Burada iki temel fikirden hareket ediyor kitap: Birincisi, artık çok bilinen ‘kelebek etkisi’, yani ufacık bir şeyin bile küresel sonuçlarının olabileceği gerçeği. Günlük hayatımızda önemsemediğimiz pek çok şey yapıyoruz, ama hepsi de potansiyel olarak pek çok şeyi değiştirebilir. Bunun farkında olarak yaşamak gerekir bence. Günümüzde iktidar odakları, sık sık elde etmek istedikleri sonuca odaklanıyor, o sonuca ulaşmanın her yolunu mübah sayıyorlar. Dolayısıyla insanların hayatlarında irili ufaklı pek çok şeyi belirliyor, değiştiriyor, yönlendiriyorlar. Bunu insanlar adına, ama onlara rağmen yapıyorlar. Bu da bizi ikinci fikre, Kant’ın “insan araç değil, amaçtır” ilkesine getiriyor. H.S.’nin bir adı da Kant Kulübü, ama bu amaç/araç konusundaki konumu bence tartışmalı; ilerideki ciltlerde de bu tartışmayı açacağım zaten!

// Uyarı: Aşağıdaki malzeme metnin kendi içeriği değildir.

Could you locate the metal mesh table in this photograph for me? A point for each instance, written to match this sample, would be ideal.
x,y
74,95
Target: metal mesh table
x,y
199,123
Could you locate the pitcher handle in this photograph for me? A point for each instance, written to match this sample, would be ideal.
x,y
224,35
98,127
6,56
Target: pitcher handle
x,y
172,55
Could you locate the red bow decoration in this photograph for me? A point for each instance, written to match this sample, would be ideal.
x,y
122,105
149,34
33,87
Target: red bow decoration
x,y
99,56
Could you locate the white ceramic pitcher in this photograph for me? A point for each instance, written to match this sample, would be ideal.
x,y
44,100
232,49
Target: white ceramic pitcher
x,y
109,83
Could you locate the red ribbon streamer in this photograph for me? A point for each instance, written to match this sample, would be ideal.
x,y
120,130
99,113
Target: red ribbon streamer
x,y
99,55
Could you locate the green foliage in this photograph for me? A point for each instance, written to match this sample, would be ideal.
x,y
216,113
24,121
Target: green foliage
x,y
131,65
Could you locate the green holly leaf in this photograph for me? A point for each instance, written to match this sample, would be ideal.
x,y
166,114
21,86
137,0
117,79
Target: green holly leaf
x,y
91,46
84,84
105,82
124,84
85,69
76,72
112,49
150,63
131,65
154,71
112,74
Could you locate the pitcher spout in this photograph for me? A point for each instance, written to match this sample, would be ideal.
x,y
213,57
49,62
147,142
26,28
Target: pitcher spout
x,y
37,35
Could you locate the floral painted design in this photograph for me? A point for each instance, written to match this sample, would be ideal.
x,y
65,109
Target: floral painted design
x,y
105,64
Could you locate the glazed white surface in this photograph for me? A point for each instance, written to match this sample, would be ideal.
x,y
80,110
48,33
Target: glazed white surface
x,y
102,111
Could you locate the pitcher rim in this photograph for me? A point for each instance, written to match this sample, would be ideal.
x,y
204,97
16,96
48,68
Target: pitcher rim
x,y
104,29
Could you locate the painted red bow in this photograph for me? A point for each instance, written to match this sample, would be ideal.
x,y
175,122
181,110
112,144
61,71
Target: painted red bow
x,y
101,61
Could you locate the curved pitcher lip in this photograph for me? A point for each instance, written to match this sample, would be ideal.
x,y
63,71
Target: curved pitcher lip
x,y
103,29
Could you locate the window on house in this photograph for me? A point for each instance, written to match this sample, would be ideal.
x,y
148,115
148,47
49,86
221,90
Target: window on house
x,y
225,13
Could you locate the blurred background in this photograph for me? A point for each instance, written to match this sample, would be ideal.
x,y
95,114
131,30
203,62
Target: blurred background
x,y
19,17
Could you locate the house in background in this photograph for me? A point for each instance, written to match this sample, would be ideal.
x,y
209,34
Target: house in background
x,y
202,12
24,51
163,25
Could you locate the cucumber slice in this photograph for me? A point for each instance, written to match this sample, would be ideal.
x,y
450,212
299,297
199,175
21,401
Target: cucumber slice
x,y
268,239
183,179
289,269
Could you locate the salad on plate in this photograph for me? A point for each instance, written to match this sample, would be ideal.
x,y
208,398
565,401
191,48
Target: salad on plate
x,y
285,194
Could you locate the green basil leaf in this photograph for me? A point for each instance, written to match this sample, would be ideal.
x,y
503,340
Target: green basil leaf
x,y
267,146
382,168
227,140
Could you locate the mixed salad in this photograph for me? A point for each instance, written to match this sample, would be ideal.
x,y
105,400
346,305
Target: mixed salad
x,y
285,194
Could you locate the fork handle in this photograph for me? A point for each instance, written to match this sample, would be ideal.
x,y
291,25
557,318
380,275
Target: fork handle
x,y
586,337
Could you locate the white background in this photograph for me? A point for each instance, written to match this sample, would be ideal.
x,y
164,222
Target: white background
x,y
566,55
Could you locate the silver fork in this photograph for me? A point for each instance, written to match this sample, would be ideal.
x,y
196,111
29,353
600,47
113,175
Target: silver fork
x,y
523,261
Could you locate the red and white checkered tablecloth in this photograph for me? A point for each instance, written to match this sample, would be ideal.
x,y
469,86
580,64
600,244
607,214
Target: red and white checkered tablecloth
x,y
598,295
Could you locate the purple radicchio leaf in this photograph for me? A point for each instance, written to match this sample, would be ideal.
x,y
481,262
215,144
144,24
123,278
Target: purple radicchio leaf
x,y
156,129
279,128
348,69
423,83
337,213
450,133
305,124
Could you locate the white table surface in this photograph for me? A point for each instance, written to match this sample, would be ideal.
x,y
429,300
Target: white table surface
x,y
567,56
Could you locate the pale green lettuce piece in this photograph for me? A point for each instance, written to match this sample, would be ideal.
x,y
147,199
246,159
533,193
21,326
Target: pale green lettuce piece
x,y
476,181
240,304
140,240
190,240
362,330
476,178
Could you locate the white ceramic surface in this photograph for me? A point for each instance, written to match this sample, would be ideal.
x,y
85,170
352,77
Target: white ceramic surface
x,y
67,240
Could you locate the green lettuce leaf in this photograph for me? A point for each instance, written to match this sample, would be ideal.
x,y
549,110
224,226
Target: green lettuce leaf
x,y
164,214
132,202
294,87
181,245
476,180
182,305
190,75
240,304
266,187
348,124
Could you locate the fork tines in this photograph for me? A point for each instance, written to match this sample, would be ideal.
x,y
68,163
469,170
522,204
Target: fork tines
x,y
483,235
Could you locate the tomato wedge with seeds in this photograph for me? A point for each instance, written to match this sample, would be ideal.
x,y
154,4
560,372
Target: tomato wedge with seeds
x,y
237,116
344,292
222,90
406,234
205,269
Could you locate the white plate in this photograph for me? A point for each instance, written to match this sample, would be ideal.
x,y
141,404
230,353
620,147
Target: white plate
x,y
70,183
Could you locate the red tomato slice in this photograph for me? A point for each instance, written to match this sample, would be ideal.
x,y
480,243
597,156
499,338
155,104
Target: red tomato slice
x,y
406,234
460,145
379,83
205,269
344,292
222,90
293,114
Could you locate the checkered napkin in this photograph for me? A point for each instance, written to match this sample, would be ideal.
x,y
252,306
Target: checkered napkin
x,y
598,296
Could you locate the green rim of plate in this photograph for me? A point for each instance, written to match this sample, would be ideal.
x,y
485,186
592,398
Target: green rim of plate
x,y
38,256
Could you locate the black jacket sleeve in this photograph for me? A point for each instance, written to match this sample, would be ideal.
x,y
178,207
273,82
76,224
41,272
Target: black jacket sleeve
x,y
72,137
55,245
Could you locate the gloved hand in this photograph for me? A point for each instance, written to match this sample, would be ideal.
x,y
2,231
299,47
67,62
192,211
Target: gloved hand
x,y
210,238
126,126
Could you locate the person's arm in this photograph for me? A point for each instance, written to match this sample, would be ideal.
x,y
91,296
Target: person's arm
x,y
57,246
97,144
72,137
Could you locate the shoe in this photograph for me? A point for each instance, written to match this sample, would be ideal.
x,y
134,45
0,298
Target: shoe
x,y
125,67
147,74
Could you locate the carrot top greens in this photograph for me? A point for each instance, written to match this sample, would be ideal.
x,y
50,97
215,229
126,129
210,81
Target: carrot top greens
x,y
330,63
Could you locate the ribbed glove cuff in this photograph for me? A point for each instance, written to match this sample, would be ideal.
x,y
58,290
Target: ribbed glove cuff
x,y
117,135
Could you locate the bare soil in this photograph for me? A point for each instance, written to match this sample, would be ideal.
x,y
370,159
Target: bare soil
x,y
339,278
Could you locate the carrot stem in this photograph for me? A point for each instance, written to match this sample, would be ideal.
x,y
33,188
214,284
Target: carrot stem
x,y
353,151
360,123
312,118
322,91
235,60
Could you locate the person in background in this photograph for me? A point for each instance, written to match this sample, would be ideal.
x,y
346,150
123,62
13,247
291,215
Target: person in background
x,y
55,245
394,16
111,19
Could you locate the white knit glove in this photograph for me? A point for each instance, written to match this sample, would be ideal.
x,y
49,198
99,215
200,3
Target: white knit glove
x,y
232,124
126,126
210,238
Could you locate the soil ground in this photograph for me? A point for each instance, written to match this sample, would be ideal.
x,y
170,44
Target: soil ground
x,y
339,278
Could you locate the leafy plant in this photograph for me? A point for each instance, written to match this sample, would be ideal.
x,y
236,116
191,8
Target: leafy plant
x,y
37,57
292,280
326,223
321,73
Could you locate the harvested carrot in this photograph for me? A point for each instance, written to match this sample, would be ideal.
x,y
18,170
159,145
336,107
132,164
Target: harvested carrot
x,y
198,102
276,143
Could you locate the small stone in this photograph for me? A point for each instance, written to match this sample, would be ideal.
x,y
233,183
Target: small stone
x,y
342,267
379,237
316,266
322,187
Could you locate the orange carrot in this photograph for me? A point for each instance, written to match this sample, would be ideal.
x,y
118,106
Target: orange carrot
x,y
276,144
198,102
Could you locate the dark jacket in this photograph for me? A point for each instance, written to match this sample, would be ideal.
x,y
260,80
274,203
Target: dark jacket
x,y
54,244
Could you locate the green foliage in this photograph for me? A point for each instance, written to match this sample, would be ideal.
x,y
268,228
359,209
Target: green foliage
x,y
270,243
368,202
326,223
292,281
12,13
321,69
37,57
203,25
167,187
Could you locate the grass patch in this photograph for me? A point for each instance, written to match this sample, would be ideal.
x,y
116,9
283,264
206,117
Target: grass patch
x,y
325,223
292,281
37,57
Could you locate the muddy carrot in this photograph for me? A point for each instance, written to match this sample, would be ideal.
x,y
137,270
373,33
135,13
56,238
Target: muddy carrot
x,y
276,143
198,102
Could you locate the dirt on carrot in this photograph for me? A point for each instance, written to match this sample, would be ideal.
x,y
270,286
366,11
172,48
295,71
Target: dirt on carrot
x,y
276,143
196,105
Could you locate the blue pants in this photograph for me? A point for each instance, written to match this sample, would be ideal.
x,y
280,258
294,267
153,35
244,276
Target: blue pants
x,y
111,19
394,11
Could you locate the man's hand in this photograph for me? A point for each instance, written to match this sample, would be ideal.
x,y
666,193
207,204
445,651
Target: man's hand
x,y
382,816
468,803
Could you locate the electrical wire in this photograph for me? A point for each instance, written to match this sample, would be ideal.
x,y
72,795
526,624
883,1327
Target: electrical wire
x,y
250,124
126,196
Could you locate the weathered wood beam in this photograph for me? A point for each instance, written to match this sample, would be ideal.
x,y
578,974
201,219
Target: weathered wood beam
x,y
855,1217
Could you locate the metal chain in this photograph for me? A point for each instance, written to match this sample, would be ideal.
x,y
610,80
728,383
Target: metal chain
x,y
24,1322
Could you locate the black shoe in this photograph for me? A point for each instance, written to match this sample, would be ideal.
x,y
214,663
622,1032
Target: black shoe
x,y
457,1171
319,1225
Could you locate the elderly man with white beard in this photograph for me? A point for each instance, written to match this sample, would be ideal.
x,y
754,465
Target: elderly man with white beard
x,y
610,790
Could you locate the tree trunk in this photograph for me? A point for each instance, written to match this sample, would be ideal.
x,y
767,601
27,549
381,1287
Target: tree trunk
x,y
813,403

Acayip isimler var kitapta: Maşet, Buzcam, Aklan… Nerden bulursun böyle ilginç isimleri ve mevzuları? Hepsi bizim mahallede oturuyor, bana anlattıkları hikâyeleri yazdım.

Romanın satır aralarında edebiyat ukalalarından felsefeye, çok şeye değiniyorsun. Çocuk yazınında kolayca düşülen didaktik olma tuzağına düşmüyorsun. Bu bilinçli bir başarı tabii!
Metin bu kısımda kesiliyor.